Ne me dites pas que vous êtes tombés dans le panneau,

Que la mort vous effraie et l’amour vous tourne le dos.

Ou alors parlons-en vraiment de votre étrange cerveau,

Que l’amour effraie et auquel la mort tourne le dos.

Je sais, il n’y a pas de langage pour cela.

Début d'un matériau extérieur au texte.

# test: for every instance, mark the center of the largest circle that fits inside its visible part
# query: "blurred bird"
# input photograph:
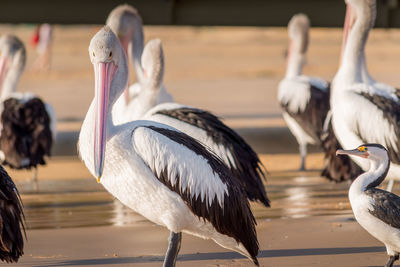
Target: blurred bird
(305, 101)
(161, 173)
(43, 40)
(364, 111)
(376, 210)
(11, 220)
(27, 123)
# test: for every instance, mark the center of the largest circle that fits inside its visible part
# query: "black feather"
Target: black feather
(235, 218)
(246, 168)
(26, 133)
(11, 220)
(386, 206)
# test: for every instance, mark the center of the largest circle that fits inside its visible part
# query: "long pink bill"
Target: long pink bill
(353, 152)
(125, 44)
(104, 74)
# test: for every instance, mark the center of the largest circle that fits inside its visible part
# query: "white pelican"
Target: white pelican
(305, 101)
(11, 220)
(159, 172)
(364, 111)
(126, 23)
(199, 124)
(376, 210)
(27, 123)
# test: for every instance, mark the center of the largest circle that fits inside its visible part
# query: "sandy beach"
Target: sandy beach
(234, 72)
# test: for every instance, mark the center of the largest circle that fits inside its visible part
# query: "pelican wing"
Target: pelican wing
(11, 220)
(378, 121)
(386, 206)
(200, 178)
(242, 160)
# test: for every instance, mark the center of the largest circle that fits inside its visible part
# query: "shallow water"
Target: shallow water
(65, 204)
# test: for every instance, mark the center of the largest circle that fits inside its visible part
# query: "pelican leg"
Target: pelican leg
(174, 245)
(390, 185)
(391, 260)
(35, 180)
(303, 153)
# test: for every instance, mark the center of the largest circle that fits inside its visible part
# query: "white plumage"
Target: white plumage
(364, 111)
(305, 100)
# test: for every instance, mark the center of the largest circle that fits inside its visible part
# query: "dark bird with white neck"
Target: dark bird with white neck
(376, 210)
(363, 110)
(163, 174)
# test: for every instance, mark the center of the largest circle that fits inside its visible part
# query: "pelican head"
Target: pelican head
(374, 152)
(298, 28)
(12, 62)
(153, 64)
(110, 68)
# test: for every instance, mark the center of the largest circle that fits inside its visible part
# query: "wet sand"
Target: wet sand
(317, 241)
(310, 224)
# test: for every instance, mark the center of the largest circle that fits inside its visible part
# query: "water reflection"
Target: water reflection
(292, 197)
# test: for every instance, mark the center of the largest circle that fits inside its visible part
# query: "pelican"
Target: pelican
(159, 172)
(364, 111)
(200, 124)
(305, 101)
(27, 123)
(11, 220)
(376, 210)
(127, 24)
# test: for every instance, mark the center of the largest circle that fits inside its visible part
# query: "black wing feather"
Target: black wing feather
(11, 220)
(26, 133)
(313, 120)
(391, 112)
(247, 167)
(386, 206)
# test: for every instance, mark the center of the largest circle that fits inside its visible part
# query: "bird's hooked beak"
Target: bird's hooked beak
(353, 152)
(104, 74)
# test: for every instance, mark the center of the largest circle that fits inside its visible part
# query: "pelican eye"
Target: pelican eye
(362, 149)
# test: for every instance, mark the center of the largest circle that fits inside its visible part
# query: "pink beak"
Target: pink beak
(125, 43)
(348, 23)
(104, 74)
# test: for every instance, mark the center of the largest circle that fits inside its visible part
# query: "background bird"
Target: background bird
(362, 111)
(27, 123)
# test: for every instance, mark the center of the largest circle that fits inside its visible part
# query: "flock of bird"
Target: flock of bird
(181, 167)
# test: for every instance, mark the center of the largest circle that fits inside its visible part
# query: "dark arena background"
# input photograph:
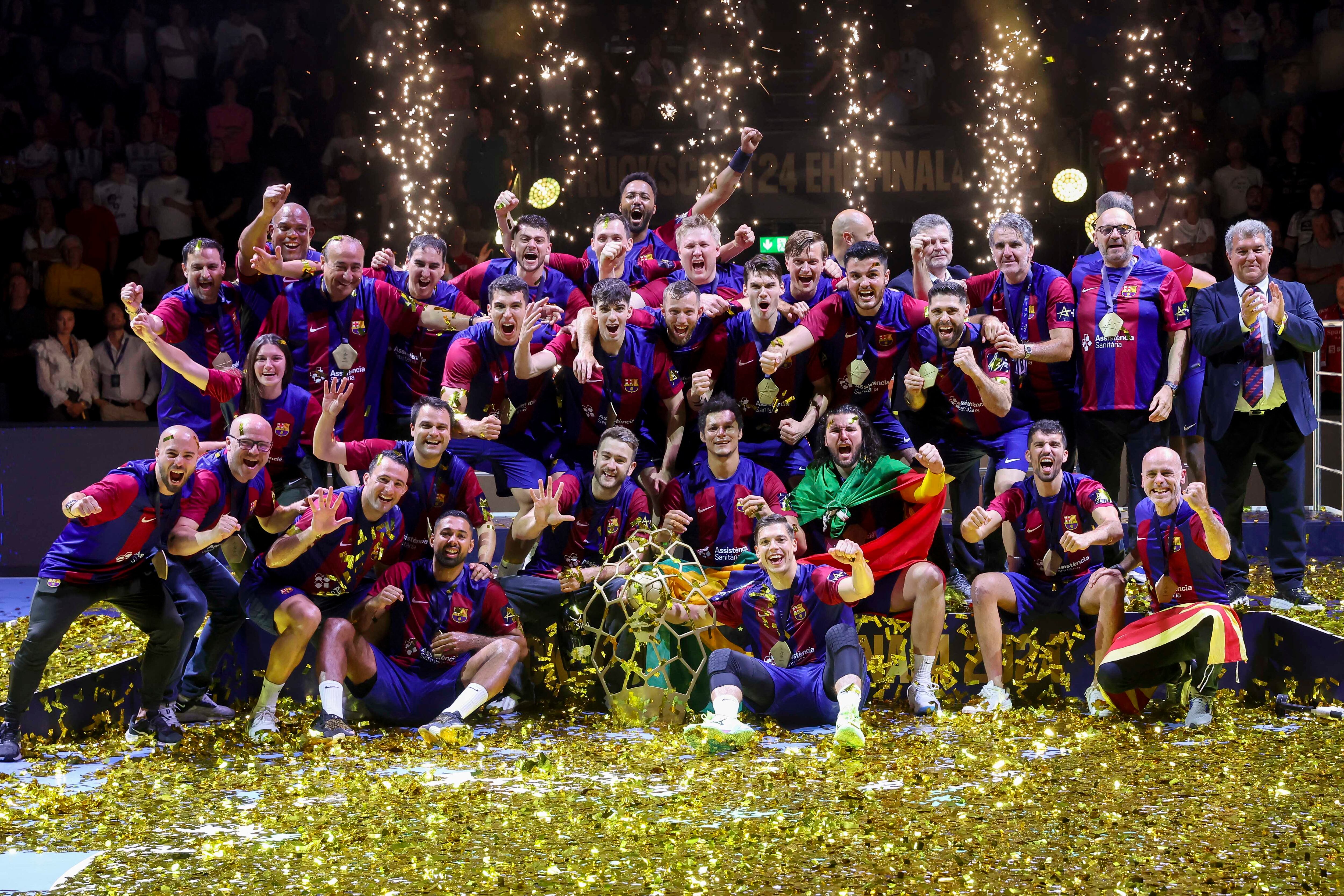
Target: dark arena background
(134, 130)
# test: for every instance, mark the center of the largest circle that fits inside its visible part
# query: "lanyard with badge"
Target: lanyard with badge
(1112, 323)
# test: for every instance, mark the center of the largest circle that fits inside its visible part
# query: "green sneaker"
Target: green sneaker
(850, 731)
(718, 735)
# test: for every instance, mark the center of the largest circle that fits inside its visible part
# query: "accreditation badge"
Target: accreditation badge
(1111, 326)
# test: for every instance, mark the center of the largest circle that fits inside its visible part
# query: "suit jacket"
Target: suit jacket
(1218, 336)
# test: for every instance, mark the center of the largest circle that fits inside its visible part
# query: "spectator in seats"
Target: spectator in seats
(38, 160)
(232, 124)
(84, 159)
(42, 241)
(70, 283)
(120, 195)
(1233, 181)
(128, 373)
(218, 198)
(346, 143)
(482, 164)
(328, 213)
(1322, 261)
(65, 371)
(1300, 232)
(96, 229)
(151, 269)
(165, 205)
(1193, 237)
(144, 156)
(22, 323)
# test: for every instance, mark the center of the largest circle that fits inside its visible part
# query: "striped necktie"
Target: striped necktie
(1253, 384)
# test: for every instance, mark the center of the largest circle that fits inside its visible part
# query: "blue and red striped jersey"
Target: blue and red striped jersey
(216, 492)
(800, 616)
(1125, 371)
(484, 371)
(339, 562)
(451, 487)
(1030, 311)
(431, 608)
(597, 528)
(881, 341)
(734, 353)
(131, 526)
(960, 393)
(1039, 522)
(632, 388)
(202, 331)
(1177, 546)
(416, 363)
(292, 417)
(554, 287)
(720, 532)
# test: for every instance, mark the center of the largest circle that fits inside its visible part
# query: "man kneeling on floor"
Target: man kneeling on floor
(429, 645)
(811, 668)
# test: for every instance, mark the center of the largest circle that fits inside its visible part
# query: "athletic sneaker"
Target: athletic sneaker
(850, 731)
(1096, 703)
(263, 725)
(160, 725)
(203, 710)
(1201, 712)
(10, 749)
(923, 699)
(716, 734)
(448, 727)
(330, 727)
(992, 699)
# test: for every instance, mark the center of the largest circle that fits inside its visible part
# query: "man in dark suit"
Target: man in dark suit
(1257, 334)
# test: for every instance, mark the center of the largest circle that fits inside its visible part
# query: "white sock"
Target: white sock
(923, 668)
(269, 694)
(726, 706)
(472, 699)
(333, 695)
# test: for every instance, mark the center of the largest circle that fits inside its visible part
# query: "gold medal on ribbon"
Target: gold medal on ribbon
(929, 373)
(345, 357)
(1111, 324)
(858, 373)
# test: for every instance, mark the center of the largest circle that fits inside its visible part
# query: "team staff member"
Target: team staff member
(440, 480)
(316, 571)
(111, 550)
(429, 645)
(974, 408)
(714, 506)
(1193, 632)
(1132, 330)
(808, 667)
(232, 487)
(1060, 522)
(1257, 334)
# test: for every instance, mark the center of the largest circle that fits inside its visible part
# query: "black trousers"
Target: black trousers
(1272, 443)
(1101, 439)
(142, 598)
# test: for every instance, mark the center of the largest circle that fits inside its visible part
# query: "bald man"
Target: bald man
(232, 485)
(1193, 633)
(112, 551)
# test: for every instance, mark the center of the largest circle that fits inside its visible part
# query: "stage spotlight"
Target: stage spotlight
(544, 193)
(1070, 186)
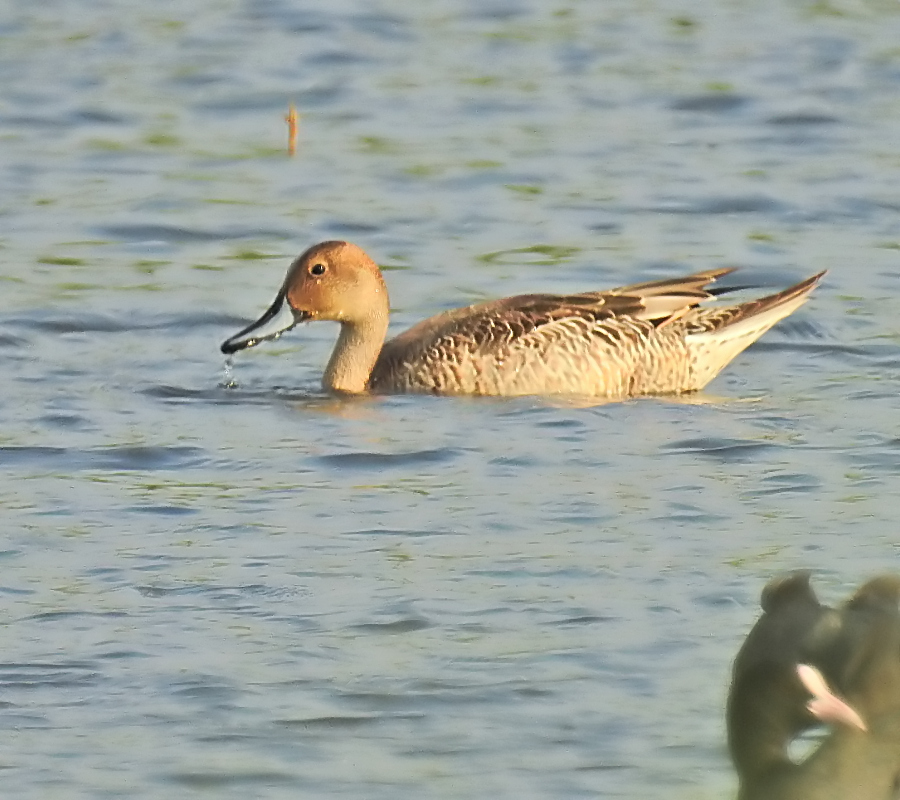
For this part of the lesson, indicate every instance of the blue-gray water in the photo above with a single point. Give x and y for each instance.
(259, 591)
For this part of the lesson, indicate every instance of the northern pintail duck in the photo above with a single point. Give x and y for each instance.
(782, 685)
(649, 338)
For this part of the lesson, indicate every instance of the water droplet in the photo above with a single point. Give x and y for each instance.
(228, 381)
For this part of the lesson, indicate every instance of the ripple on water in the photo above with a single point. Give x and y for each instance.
(723, 450)
(104, 458)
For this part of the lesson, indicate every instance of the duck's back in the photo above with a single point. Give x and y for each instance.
(587, 344)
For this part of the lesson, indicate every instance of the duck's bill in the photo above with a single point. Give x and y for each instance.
(277, 320)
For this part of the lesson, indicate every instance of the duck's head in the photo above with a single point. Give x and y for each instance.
(330, 281)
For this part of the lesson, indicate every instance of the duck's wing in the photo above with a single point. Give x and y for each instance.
(486, 326)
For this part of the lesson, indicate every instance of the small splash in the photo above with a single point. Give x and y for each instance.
(228, 381)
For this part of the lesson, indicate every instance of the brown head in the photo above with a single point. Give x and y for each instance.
(336, 281)
(332, 281)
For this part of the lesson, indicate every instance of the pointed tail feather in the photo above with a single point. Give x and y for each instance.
(717, 335)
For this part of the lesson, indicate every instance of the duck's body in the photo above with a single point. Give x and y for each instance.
(857, 649)
(650, 338)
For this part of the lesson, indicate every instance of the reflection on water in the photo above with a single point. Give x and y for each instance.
(227, 581)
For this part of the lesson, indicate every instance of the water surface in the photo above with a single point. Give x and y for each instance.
(261, 591)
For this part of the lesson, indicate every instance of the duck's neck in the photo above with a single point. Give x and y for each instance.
(355, 353)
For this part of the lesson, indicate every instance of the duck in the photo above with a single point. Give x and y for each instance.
(805, 663)
(644, 339)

Est-ce à croire que nous n’existons pas?

Il n’y à rien à croire, et tout à découvrir;

Il y a tout à voir et tellement à s’offrir.

La moindre des choses est de remercier, chaque jour,

Les lumières de la bonté:

Elles rugissent dans l’espace commun de l’univers

En faisant trembler les vautours.

Leur lueur transperce les cœurs en irradiant les affamés

De rêves et d’amour.

Vivez mes amis, il vous faudra bien mourir;

Chantez mes amis, il vous faut bien du plaisir!

Levez-vous mes amis, brisez les chaînes des frustrations;

Levez-vous mes amis, hurlez la rage de la mémoire;

Levez-vous mes amis, dansez sur les vagues de l’espoir.

Ne me dites pas que vous êtes tombés dans le panneau,

Ne me dites pas que tout est beau.

On n’est pas dans votre tête quand on souffre

Et crève le corps assoiffé de faim;

On n’est pas dans votre tête quand vous survolez

La misère d’un air hautain.

De la beauté, j’en ai vu à faire pleurer le diable;

J’en ai à donner, mais rien est à vendre dans ma fable.

Dites-moi que vous y voyez plus clair et renoncez à la colère,

Mais pas au combat: celui qui brûle en vous, en toi, en moi,

Celui que tu ne vois pas, mais qui,

En toi et en nous, est le seul à mener au tout.